Autore: KYRIE Titolo album: Le meccaniche del quinto Nazionalità: Italia Etichetta: PMA Records Anno di pubblicazione: 2004
Voto medio: 7 |
Recensito da Donato ZoppoAbbandonati e conosci te stessoGurdjieff e John Lennon. Coltrane e Pirandello. Un derviscio roteante e Robert Smith. Tutte le foto attaccate alla parete dello studio sono più loquaci di mille righe di ringraziamenti. Scienza e filosofia, religione e letteratura, meccanica e ricerca spirituale, gnosi e new wave. Il primo vero album dei Kyrie - primo e vero perchè segue quattro demo - è semplicemente bello. Dopo una teoria di abbozzi e appunti sonori la band milanese riesce a fissare le prorie idee in forma definitiva. Lo fa con capacità, fascino, suggestione.
E' un sound new wave, fortemente anni '80, con variazioni e integrazioni in corso d'opera, che procede espandendosi: The Cure, Ultravox e Litfiba incontrano Battiato, Cosentino e Camisasca.

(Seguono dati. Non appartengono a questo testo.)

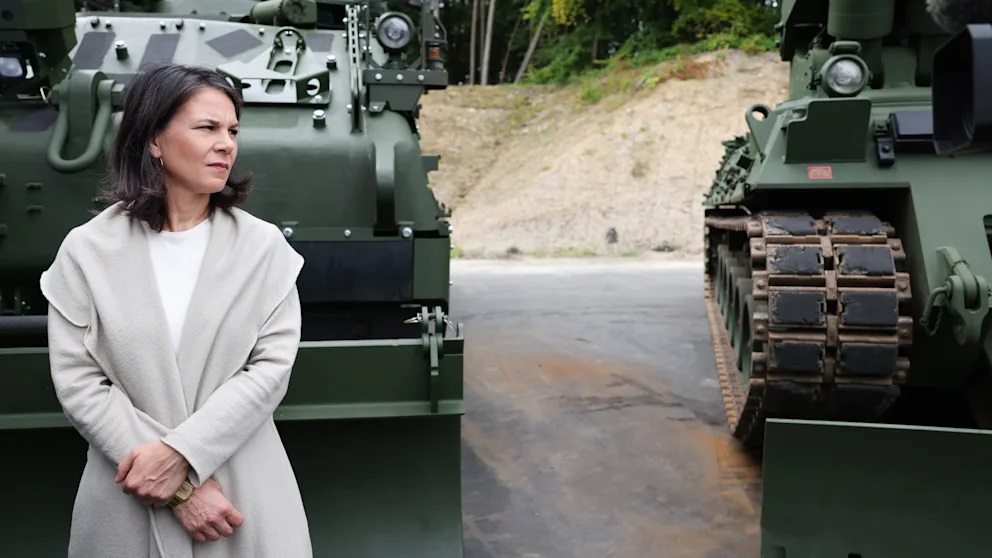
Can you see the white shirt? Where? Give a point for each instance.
(176, 259)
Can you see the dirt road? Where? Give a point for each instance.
(595, 425)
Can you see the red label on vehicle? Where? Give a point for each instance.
(820, 173)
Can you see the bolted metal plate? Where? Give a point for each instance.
(795, 259)
(790, 226)
(797, 308)
(856, 224)
(861, 308)
(867, 359)
(795, 357)
(872, 260)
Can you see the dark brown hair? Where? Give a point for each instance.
(150, 101)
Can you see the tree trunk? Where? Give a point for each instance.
(509, 49)
(471, 55)
(530, 49)
(489, 42)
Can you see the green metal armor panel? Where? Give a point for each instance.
(372, 418)
(848, 256)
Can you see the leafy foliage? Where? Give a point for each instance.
(582, 36)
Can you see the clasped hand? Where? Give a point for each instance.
(153, 473)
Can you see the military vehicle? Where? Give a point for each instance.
(848, 258)
(329, 129)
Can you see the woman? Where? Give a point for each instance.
(173, 322)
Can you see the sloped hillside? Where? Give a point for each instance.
(547, 171)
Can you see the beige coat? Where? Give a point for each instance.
(120, 384)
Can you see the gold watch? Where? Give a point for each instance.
(185, 491)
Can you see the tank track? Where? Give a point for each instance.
(810, 318)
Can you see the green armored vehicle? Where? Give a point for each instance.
(848, 258)
(372, 418)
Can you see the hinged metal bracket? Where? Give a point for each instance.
(433, 328)
(964, 295)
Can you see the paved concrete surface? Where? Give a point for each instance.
(594, 424)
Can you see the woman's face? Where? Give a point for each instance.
(198, 148)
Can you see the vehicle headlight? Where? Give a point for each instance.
(11, 68)
(844, 76)
(394, 31)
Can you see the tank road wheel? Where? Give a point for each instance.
(819, 324)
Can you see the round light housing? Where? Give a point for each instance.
(844, 76)
(394, 31)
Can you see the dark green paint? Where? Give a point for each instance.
(880, 491)
(372, 426)
(837, 490)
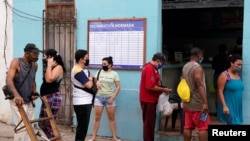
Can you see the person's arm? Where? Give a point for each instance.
(198, 78)
(161, 89)
(13, 69)
(52, 74)
(86, 81)
(150, 82)
(221, 86)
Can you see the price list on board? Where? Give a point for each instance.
(124, 40)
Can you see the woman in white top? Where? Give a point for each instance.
(105, 96)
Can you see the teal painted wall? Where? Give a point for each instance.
(246, 61)
(128, 115)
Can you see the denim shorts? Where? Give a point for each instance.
(103, 101)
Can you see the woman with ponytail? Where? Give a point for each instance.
(53, 74)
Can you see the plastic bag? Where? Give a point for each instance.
(164, 106)
(183, 90)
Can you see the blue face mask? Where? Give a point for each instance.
(200, 61)
(160, 66)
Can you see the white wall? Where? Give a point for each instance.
(6, 47)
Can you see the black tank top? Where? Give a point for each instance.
(50, 88)
(28, 70)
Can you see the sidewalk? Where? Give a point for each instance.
(67, 133)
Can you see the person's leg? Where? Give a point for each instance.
(54, 101)
(188, 125)
(112, 122)
(149, 117)
(21, 135)
(202, 126)
(98, 115)
(82, 116)
(187, 134)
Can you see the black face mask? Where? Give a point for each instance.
(105, 68)
(87, 62)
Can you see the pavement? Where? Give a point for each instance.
(67, 133)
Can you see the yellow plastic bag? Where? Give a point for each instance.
(183, 90)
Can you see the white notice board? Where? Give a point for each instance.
(123, 39)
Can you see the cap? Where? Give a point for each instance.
(31, 47)
(160, 56)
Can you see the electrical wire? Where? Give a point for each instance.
(14, 9)
(5, 35)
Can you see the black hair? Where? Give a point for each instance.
(195, 51)
(57, 57)
(109, 60)
(222, 48)
(80, 53)
(234, 57)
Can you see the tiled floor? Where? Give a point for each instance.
(176, 131)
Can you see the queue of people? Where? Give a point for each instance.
(21, 82)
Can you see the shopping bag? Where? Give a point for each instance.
(183, 90)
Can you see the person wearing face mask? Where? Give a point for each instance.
(23, 68)
(82, 99)
(53, 74)
(230, 88)
(150, 90)
(194, 110)
(106, 96)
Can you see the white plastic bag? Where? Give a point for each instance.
(161, 102)
(164, 106)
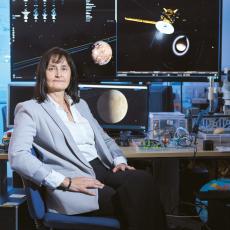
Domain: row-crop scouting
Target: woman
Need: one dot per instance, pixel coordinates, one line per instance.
(81, 167)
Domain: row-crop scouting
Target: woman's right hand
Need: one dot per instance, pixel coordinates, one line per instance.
(83, 184)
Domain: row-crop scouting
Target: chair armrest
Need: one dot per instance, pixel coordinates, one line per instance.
(214, 195)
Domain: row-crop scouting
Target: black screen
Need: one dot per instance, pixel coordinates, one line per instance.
(191, 51)
(118, 107)
(74, 25)
(17, 93)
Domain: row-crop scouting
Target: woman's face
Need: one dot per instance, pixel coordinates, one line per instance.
(58, 74)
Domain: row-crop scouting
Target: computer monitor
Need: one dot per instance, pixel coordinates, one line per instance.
(86, 29)
(118, 107)
(168, 40)
(17, 92)
(163, 95)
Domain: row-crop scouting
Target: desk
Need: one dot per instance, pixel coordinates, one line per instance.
(165, 165)
(3, 175)
(136, 152)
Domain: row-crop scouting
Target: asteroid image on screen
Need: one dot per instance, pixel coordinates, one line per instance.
(85, 28)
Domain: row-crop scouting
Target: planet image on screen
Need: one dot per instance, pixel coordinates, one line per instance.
(101, 53)
(112, 106)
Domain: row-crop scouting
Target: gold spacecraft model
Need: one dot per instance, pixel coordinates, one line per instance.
(165, 24)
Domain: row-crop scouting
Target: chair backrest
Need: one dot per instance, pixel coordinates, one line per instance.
(35, 201)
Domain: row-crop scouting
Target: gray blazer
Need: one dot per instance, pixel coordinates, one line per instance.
(38, 125)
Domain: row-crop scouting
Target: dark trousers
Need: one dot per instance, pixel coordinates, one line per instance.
(131, 196)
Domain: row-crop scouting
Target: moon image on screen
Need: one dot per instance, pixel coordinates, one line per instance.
(101, 53)
(112, 106)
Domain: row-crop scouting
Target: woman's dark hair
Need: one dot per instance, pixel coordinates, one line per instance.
(40, 92)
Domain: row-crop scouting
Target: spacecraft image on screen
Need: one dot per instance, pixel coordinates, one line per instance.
(171, 38)
(86, 29)
(118, 106)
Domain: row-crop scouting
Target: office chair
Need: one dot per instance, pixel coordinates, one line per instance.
(47, 220)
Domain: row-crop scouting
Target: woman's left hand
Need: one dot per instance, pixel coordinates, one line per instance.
(122, 167)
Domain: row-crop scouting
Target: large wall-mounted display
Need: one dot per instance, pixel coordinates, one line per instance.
(179, 39)
(85, 28)
(118, 107)
(122, 40)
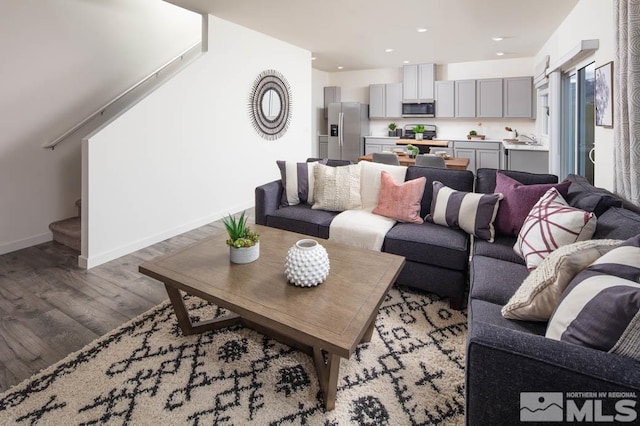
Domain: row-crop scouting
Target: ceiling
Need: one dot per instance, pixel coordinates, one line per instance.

Un sound proiettato nel futuro: un futuro in cui la ricerca personale, intima, profonda, passa per ricordi, flash della memoria, intuizioni, ipotesi, sincretismo e interdisciplinarietà.
Rock d'autore gnostico, ci piacerebbe chiamarlo così: facciamo un torto ai Kyrie ma è un termine meno riduttivo e rende il merito al quintetto, che ha saputo concentrare riflessioni e musica come raramente accade in un primo disco.
L'art rock dei cinque è grigio, poetico, introspettivo. Il libretto è agile guida ma anche di più: block notes per testi e foto, continui rimandi come in un gioco di specchi. Un susseguirsi di immagini evocate con una capacità simile a quella del Battiato del "Cinghiale bianco".
"Lipsia 1933" e "Quello che non vedo" stendono un velo di tristezza, dark rock scarno che si gonfia di tastiere ariose; il gioiello è però "Rifugi culturali", vero manifesto del gruppo. Un sound dalle pieghe un po' demodè, in bianco e nero sgualcito come vecche foto in circolo nel fondo di un baule.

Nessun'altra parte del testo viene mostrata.